HHS decided to stay with WebMD since it has already provided services under the contract for three years, has the greatest reach to doctors, and is “well versed on the intricacies of ACA.” They added that a “consistent source of information is critical to the success of the ACA and Marketplace Exchanges.”
WebMD devotes a special section to Obamacare on its website, which includes quizzes, videos, and guides to signing up for health insurance on the exchanges.
A “myth or fact” quiz on Obamacare includes answers such as, “In the past, insurance companies didn't treat men and women equally,” and relates that “young adults” can stay on their parents’ health plans until they are 26.
Another answer describes the federal marketplace as “sort of like an online travel site for booking tickets.” The quiz says that Obamacare will “probably make it harder for people to find a doctor,” though the law “does try to help” the doctor shortage.
“For instance, it rewards doctors who work in underserved communities and funds training for new primary care doctors,” WebMD says. “However, even with these incentives, some people may still have trouble finding doctors.”
A spokesperson for WebMD told the Washington Free Beacon the health care reform section is not part of the contract.
“It is first important to point out that no government agency, including the Centers for Medicare and Medicaid Services (CMS), Health & Human Services (HHS) or any other third party funded the creation of WebMD’s editorial content (videos or otherwise) that appears in the WebMD Health Care Reform Center,” said Michael Heinley, vice president of corporate communication for WebMD. “The WebMD Health Care Reform Center provides original, independent editorial content produced by WebMD.”
“With regard to editorial content, WebMD has strict editorial practices that ensure the content we produce is unbiased and done so independent of any third party involvement or control,” he said.
Heinley said the editorial section is completely separate from “sponsored programs,” for which they have been paid as part of its contract with HHS.
The contract has funded educational initiatives through Medscape, WebMD’s sister site that provides information for health professionals.

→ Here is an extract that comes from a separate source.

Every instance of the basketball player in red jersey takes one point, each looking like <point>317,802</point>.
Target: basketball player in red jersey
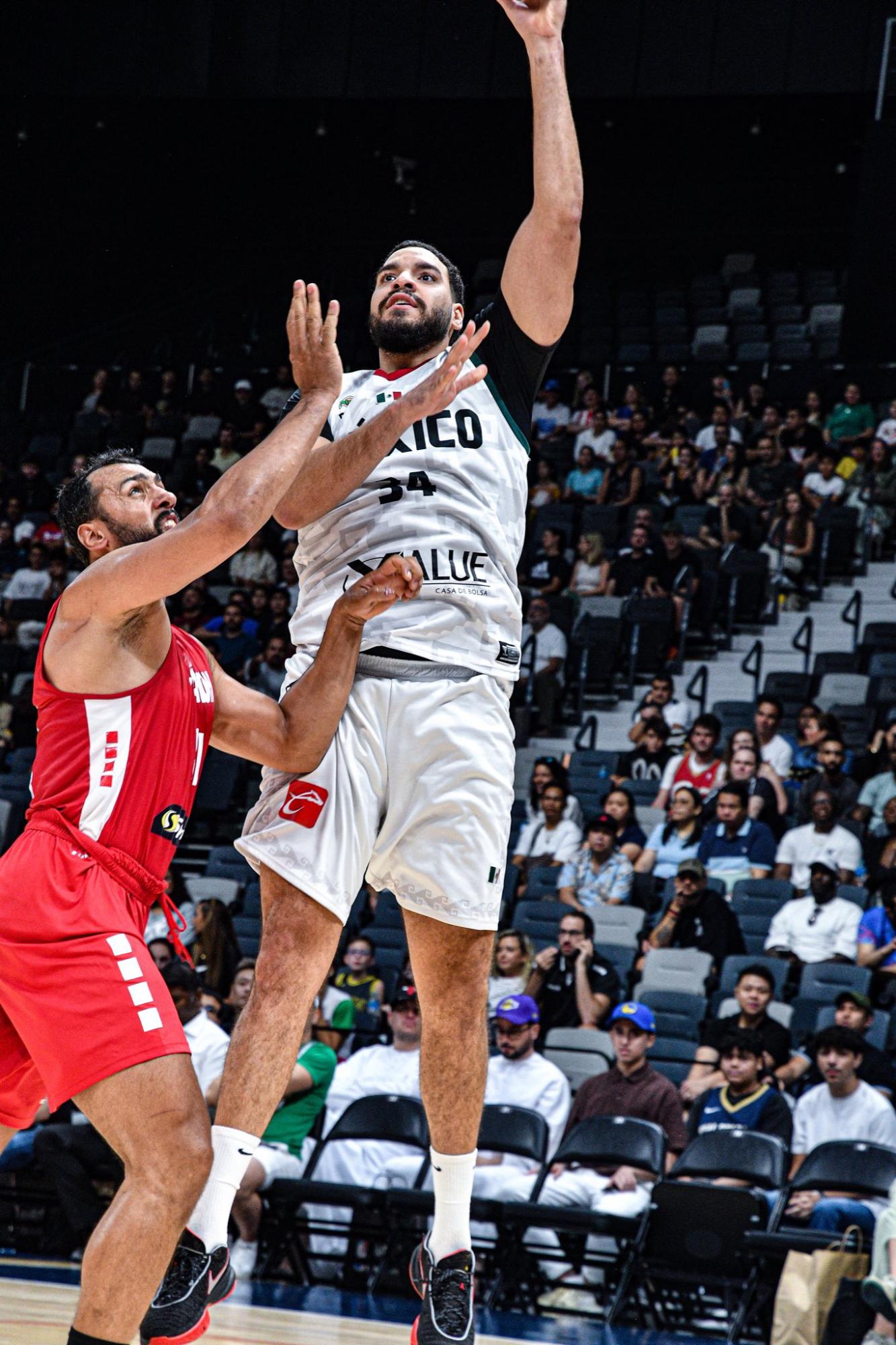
<point>127,708</point>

The initiative provides programs for doctors on how to talk to patients about the law.
“In the first quarter of this year, CMS sponsored a campaign for consumers on WebMD comprised of two CMS-sponsored content pages that included links to Healthcare.gov,” Heinley said. “Again, these pages were clearly marked as sponsored content.”
The contract is responsible for the “Understanding the Affordable Care Act and Women’s Health” on WebMD, which is identified on the website as an “educational collaboration” with HHS.
The women’s health site includes a FAQ on birth control, and an article on coverage for new mothers, which includes information on “lactation consultants,” a breastfeeding hotline, and how under Obamacare employers have to “offer a private place for you to pump.”
Heinley said HHS has to approve all the content that is funded through the contract.
“As with any contract with a government agency, for any funded programs, WebMD must adhere to the federal government’s content clearance policy and requirements,” he said. “In developing funded content for CMS or any other federal agency, WebMD adheres to this policy, which requires government agencies to review and approve materials before they are made available in the public domain.”